September 30, 2008, 08:14 PM
This one goes back a few years. It's obviously a staged picture as the gun/holster would fall out as soon as she stood up.

Interesting holster, it looks like it is designed to NOT cover the trigger guard. Can anyone ID the weapon she is carrying?

September 30, 2008, 09:00 PM
U-235, if you look carefully there is also a band holding the holster to the leg above the knee. Might be a bit difficult to walk if you had to bend your knee however other than that the gun/holster won't fall.

Thigh holsters used to be extremely popular for women and would carry anything from some of the very small .22 pistols up to at least .380/32. I would suspect today you can find them to fit some of the small 9mm, 40 S&W and even some of the small .45acp pistols. They aren't designed for a quick draw, very few really concealable holsters are, but under a loose skirt, kilt or even loose shorts it is amazing how quickly you can learn to get a weapon out and into operation.

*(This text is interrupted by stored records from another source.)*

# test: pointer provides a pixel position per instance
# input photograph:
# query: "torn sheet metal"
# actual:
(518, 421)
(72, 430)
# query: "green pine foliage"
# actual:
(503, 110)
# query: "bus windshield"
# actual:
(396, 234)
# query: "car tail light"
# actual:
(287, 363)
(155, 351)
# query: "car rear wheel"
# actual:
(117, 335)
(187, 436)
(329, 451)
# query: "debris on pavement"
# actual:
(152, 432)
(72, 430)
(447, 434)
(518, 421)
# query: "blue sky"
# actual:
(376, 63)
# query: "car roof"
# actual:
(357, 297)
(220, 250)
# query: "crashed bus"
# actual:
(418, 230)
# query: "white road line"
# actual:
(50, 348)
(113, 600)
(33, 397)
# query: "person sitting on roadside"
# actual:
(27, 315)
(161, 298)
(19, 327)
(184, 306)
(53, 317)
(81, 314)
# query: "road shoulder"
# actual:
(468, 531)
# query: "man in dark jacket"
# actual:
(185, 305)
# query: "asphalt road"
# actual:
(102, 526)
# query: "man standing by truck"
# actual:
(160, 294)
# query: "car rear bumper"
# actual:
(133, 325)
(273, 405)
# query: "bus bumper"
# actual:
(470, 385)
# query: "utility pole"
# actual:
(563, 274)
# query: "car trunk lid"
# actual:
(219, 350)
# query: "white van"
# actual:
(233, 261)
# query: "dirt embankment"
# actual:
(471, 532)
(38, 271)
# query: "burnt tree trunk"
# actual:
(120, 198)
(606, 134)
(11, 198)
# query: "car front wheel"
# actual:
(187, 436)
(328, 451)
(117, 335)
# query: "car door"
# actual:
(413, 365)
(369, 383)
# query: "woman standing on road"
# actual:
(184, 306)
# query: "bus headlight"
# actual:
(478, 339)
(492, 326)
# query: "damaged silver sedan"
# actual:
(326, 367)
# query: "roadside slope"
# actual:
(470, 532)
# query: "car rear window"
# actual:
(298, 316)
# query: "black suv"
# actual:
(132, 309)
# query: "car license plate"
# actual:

A thigh holster is no slower to draw from than an ankle holster or Smart Carry holster; it just takes the willingness to take the time to practice. Btw, I have personally seen someone draw from a Smart Carry in front of a CCW class without anyone having realized he was carrying and this was after the class had been going on for some time and the instructor had been walking around and standing in front of us. The gun, btw, was a S&W 500 Magnum with a 5" barrel.